THE PAINT FACTORY

Images: supplied by S Capelin

Image: Street Arts ‘Next Stop West End’, Rialto Theatre, Hardgrave Rd, WE, 1985.

West End has long been the centre of working-class life, evident in the workers’ cottages scattered throughout the peninsula and the three-kilometres of heavy and light industry once operational along the length of Montague Road: a gasworks, pipe manufacturers, glass works, motor body works, milk factory, sawmill, pharmaceutical distribution outlets and amongst all this, a paint factory.

The Paint Factory, on the corner of Donkin Street and Montague Road, dating from the early years of the twentieth century had, by the end of the 1970s, ended its industrial working life. Amongst this bustling strip of industrial sites, this hive of activity, stood this vacant warehouse waiting for a windfall offer from a developer. Enter Street Arts Community Theatre Company (Street Arts). In the early 1980s there had been an explosion of arts activity in West End with the establishment of Street Arts, a company intent on engaging every level of the community, from kids to seniors, in arts practice and storytelling. For three years the group had operated out of a church hall in Mitchell Street but the growing level of local participation, and the expanding scale of its theatre and community work demanded larger premises.
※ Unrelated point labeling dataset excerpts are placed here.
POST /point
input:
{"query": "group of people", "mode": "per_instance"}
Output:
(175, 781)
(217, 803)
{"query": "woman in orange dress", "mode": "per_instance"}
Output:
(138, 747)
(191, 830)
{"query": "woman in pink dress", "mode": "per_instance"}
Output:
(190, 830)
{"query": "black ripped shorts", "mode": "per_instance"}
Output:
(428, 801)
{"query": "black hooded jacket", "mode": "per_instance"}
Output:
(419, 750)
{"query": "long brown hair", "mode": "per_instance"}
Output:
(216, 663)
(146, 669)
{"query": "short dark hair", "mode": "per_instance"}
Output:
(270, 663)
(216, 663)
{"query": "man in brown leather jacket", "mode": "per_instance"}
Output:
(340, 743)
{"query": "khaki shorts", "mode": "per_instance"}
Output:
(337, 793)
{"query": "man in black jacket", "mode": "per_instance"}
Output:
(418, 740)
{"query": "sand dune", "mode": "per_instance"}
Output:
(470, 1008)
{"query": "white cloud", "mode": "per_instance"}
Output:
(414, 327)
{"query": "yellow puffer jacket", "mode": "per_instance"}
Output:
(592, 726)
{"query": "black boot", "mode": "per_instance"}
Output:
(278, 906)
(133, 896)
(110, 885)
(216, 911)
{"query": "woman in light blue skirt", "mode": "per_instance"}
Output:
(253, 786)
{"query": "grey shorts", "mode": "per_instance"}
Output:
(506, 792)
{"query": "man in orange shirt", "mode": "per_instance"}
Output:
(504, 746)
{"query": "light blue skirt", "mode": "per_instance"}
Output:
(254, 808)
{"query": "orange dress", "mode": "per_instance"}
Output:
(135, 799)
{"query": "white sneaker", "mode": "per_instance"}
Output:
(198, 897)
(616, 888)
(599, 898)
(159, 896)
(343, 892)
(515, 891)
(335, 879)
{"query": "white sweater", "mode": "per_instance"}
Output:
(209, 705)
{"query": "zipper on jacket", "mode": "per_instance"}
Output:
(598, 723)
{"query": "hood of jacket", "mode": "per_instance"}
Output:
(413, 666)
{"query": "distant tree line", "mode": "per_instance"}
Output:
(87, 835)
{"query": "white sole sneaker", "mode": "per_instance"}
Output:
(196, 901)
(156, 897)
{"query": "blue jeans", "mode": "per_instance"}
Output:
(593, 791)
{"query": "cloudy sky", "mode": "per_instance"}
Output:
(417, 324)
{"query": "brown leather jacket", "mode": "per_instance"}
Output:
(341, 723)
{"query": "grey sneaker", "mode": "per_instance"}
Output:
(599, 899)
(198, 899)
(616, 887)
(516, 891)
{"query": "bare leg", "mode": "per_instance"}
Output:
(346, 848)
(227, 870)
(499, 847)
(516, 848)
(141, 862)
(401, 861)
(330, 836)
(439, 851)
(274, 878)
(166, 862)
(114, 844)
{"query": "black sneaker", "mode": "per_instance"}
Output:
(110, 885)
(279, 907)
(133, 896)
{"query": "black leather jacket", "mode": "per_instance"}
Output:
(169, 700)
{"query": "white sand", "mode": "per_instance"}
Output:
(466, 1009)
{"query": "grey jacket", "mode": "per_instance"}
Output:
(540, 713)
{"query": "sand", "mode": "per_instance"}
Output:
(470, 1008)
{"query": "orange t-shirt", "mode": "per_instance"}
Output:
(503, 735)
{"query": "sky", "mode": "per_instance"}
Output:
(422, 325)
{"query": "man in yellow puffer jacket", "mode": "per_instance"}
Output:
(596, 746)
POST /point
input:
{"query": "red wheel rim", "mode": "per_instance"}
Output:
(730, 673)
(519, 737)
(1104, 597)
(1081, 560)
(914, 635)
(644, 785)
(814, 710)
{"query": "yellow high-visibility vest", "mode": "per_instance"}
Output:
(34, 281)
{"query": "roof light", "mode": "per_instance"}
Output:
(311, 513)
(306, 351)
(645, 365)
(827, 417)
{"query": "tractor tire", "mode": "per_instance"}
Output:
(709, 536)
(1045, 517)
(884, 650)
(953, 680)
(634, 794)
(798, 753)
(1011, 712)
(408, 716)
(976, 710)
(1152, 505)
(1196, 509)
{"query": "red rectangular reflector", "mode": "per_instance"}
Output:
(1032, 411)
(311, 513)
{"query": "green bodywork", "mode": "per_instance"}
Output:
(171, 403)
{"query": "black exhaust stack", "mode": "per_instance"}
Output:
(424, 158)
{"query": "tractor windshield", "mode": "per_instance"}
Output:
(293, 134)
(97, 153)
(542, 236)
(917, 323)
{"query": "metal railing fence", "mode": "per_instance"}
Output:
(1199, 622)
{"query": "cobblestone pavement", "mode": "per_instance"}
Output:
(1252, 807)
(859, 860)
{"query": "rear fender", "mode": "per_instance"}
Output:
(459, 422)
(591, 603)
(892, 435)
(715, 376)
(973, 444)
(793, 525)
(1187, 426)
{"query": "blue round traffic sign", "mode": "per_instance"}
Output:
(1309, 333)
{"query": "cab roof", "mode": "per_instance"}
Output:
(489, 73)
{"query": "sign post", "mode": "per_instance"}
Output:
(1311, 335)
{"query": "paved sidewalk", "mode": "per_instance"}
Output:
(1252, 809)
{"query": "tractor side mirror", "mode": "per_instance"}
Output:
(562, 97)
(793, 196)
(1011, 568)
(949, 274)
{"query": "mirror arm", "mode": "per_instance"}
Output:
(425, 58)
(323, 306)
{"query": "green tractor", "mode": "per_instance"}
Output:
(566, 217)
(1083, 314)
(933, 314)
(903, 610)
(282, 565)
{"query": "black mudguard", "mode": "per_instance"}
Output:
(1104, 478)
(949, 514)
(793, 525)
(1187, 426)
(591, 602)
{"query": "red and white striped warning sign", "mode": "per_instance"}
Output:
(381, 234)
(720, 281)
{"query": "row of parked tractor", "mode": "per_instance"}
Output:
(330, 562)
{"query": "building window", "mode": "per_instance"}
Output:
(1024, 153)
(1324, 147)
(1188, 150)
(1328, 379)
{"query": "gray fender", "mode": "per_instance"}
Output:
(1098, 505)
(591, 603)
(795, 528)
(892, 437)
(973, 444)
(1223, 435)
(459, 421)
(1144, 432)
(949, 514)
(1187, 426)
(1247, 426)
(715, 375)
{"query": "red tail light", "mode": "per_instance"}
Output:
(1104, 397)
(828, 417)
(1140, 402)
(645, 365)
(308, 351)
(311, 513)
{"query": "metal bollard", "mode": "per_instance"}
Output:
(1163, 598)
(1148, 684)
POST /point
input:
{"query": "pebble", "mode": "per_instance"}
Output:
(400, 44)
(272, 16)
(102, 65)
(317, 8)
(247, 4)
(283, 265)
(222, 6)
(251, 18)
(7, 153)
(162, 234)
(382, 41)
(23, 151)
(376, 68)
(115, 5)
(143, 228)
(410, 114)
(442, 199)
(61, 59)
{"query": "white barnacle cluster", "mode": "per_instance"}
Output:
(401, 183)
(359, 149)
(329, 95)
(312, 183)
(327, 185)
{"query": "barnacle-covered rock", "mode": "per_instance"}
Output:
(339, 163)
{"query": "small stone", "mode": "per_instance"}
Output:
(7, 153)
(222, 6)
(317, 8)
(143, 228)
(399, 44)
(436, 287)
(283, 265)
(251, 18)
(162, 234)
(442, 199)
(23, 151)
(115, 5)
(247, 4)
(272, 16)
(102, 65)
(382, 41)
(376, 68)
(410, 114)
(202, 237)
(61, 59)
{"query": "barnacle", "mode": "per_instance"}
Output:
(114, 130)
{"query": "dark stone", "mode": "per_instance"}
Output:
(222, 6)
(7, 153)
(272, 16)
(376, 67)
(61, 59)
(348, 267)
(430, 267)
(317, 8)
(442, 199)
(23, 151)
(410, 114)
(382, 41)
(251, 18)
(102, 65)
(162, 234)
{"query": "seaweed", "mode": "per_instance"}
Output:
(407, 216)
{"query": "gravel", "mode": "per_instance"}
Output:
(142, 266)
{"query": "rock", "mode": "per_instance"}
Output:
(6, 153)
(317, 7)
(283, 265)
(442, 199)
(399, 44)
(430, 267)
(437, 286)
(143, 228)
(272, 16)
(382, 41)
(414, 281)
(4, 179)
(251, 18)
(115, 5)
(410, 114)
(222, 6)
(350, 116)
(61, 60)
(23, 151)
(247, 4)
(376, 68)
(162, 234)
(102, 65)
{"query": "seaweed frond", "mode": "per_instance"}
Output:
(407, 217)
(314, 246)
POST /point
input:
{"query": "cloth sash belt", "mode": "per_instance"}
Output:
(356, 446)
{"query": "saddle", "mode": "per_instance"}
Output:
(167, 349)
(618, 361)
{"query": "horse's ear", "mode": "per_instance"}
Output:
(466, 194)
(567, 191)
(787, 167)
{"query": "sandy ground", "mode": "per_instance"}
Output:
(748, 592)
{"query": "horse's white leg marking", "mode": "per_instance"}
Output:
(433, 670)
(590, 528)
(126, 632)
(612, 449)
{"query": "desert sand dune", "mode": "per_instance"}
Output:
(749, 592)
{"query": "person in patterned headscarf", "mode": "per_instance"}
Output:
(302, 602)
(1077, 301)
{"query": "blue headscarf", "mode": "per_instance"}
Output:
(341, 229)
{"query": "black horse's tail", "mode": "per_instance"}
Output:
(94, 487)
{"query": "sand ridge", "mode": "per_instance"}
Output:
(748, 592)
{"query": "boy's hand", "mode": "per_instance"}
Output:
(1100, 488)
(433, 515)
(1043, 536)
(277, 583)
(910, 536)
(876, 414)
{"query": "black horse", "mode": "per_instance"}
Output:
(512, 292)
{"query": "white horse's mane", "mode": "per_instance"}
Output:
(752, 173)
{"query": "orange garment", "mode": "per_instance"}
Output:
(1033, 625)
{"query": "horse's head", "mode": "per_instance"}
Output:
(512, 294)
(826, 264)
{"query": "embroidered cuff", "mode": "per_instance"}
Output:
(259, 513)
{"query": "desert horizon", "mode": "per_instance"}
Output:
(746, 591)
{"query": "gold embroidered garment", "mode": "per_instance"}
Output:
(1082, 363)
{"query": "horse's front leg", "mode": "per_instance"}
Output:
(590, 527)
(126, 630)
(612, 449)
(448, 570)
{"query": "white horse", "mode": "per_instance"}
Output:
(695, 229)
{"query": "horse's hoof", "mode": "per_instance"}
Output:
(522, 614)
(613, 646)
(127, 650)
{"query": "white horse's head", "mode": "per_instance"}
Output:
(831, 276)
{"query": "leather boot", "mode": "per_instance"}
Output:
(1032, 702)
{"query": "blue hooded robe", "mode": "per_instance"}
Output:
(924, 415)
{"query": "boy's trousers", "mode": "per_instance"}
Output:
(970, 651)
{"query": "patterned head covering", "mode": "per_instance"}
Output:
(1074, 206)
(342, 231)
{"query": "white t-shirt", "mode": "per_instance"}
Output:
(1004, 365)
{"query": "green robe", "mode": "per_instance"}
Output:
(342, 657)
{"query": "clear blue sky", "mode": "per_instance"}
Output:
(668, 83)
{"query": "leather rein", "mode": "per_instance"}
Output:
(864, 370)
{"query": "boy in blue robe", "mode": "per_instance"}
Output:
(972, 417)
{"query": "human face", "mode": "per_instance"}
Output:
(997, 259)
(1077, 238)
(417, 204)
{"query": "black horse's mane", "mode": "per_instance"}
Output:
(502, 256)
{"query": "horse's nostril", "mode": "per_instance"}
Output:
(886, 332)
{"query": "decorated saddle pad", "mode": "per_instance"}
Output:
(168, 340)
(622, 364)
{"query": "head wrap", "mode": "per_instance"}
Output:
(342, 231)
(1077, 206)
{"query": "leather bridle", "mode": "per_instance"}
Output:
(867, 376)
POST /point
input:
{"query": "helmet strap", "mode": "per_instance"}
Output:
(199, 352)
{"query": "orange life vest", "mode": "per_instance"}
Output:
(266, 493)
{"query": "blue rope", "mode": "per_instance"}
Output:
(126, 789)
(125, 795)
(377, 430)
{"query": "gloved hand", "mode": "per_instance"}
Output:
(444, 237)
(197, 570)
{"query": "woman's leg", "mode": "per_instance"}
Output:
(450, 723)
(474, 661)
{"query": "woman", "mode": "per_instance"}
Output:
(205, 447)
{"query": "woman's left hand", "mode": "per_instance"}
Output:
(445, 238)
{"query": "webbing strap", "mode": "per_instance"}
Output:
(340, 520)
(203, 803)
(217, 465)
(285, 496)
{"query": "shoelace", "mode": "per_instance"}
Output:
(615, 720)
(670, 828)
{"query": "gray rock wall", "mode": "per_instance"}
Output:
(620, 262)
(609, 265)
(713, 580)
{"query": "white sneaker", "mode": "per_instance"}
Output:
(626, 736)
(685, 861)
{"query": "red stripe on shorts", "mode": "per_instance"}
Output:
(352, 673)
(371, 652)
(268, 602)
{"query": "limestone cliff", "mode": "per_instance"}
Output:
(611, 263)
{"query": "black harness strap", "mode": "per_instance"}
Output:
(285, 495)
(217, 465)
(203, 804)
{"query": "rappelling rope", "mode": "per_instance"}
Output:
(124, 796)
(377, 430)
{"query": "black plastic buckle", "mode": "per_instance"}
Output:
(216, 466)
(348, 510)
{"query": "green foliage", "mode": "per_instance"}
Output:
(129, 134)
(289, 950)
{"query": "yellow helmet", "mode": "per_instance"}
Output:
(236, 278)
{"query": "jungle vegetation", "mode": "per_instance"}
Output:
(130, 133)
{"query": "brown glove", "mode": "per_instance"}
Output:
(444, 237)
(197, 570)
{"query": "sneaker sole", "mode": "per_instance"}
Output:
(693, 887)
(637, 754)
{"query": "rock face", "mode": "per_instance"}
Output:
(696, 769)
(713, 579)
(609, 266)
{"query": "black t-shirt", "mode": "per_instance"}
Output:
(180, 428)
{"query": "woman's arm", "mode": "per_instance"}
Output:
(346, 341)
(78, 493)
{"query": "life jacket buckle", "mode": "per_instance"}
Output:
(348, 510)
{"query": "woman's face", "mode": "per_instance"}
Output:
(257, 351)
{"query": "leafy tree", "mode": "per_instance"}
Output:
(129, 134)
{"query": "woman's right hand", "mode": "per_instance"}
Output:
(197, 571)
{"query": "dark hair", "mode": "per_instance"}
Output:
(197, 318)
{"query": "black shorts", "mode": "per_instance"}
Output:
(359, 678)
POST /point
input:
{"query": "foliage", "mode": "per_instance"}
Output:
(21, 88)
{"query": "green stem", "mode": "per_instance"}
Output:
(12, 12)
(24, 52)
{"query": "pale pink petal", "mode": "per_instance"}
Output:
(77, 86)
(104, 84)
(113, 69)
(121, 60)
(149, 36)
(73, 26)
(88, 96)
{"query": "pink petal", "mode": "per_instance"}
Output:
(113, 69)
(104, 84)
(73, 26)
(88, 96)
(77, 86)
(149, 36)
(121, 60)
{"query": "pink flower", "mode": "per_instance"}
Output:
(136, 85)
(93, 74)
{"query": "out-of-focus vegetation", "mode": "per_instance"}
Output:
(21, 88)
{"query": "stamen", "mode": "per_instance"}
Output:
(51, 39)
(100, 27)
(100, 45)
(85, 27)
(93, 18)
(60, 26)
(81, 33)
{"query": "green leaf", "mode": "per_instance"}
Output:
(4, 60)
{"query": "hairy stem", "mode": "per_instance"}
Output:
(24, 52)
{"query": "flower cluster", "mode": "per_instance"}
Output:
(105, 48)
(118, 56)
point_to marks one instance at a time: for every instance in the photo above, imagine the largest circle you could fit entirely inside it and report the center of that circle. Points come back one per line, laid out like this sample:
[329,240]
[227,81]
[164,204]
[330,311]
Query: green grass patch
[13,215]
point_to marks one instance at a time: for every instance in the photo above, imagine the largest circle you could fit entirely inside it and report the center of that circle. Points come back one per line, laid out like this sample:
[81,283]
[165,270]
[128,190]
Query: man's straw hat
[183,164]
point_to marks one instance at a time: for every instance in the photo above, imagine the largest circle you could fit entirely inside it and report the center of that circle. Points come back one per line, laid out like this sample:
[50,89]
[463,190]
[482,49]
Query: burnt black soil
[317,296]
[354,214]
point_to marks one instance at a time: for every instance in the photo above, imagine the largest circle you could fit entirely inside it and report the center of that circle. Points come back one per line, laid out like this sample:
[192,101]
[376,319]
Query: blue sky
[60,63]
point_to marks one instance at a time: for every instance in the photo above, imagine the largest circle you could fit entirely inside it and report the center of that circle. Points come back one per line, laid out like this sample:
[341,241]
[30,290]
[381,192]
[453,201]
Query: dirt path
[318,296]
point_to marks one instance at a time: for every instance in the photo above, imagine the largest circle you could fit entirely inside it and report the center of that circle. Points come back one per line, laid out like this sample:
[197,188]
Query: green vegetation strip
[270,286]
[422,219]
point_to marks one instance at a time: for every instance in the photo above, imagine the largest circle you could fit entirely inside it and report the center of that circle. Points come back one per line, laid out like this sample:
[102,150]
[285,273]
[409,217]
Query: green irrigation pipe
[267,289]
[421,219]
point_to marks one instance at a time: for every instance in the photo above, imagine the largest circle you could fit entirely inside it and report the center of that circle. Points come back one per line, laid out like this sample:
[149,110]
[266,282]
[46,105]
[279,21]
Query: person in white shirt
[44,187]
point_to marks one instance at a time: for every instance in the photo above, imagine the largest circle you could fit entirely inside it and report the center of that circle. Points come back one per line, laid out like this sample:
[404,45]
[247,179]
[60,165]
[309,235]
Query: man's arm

Initially the owner of the Paint Factory declined the meagre offer which Street Arts was able to make but three months later agreed to a month-by-month lease at a bargain rate and the conversion began. The building was in sound but bad shape. The flooring was rough industrial-scale hardwood timber laid with gaps of 15cm between each plank, space for tonnes of cardboard box residue and paint spillage to find its way to the void below. A large industrial roller door operated by heavy chains was the entrance. It was a death trap, a fire hazard, but its soaring roof was irresistible to these theatre practitioners. With the addition of porta-loos, a rudimentary stage and a basic lighting system the doors opened in 1987 with a new Street Arts production, Sparring Partners, the first of an estimated twenty Street Arts shows produced and performed at the venue, not to mention those of other artists including Rock and Roll Circus (now Circa) which had emerged as an offshoot of Street Arts. 

The owner had expected a sale in the short term but five years later it was still operating as a venue for theatre, circus, music, training programs, parties and events. It had become a community centre, a breeding ground for independent artists, a haven for alternative thinkers and activists, a cultural phenomenon. The Paint Factory closed at the end of 1991 due to funding constraints.

The Paint Factory was the site with the highest profile among a range of industrial sites being occupied by artists over that period. Musicians, visual artists, dance collectives and children’s art programs utilised the decline of the industrial precinct as an opportunity to repurpose affordable space for new, innovative approaches to art making. And it continues today, but the loss of industrial sites has seen a decline in opportunities for this cultural activity to continue on a significant scale.